This archive report was first published on 2 December 2019.
Kenya, which hosts four licensed slaughterhouses, has put its citizens and livestock at high risk of contracting anthrax, rabies, and brucellosis, among other zoonotic diseases, according to a report by the Donkey Sanctuary.
Released last month, the report titled Under the Skin notes that donkeys are silent carriers of many diseases and often do not show signs of sickness.
“This large-scale movement of donkeys, often illegally and when they are under significant stress, poses an infection risk to all animals in the nearby environment,” the report states.
Donkeys owned by communities along trade routes are at risk of being infected with diseases carried by donkeys ‘passing through’; not only by direct contact but also via a bite from an infected carrier vector such as a tsetse fly,” the report adds.
Tests are rarely conducted on donkeys and therefore they remain undiagnosed as they travel across borders,” the report notes.
According to the World Veterinary Association, which called for a halt to the trade in donkey hide in April last year, the hides are used to produce a gelatin known as ejiao that is the key ingredient of one of China’s most popular traditional remedies.

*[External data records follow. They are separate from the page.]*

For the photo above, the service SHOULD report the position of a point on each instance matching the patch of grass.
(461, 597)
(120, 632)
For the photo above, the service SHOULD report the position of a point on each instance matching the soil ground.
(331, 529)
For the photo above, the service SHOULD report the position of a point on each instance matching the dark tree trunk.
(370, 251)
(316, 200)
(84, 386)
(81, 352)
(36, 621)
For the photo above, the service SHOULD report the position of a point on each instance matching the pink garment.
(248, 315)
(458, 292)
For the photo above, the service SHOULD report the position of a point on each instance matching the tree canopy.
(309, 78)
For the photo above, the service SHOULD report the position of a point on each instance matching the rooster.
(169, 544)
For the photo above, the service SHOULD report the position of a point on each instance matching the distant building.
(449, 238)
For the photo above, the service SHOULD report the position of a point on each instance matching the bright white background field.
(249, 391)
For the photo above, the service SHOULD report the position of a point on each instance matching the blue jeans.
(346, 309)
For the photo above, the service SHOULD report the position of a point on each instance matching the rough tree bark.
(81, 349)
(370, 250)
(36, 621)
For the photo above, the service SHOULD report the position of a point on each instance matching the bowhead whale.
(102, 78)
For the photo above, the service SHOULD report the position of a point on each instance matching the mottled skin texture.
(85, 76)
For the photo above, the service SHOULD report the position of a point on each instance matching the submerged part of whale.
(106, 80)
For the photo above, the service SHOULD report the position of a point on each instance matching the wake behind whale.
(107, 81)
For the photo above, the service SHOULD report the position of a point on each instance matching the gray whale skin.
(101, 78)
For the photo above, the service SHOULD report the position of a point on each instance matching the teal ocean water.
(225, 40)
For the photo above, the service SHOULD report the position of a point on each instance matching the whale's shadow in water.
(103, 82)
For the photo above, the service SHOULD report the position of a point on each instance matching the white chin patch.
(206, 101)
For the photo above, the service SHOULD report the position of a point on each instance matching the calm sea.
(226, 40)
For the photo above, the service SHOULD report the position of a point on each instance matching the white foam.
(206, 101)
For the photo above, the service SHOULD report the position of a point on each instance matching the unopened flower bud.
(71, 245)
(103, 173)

However, the indiscriminate slaughter of donkeys without regard for their health status, coupled with the unhygienic conditions in which they are slaughtered and their hides processed, raises the risk that hides intended for ejiao production may be contaminated with disease-causing agents.
“Rarely are appropriate bio-security measures or hygiene equipment and procedures in place during these processes, leaving people highly vulnerable to contracting deadly infectious diseases,” the report warns.
Similar cases in Kenya and 43 other countries across the continent remained undiagnosed although reports of outbreaks were made.
“While the precise source of the outbreak is unknown, it is suspected to be due to the ‘illegal movement of animals’ largely sourced from a neighbouring country,” the report reads.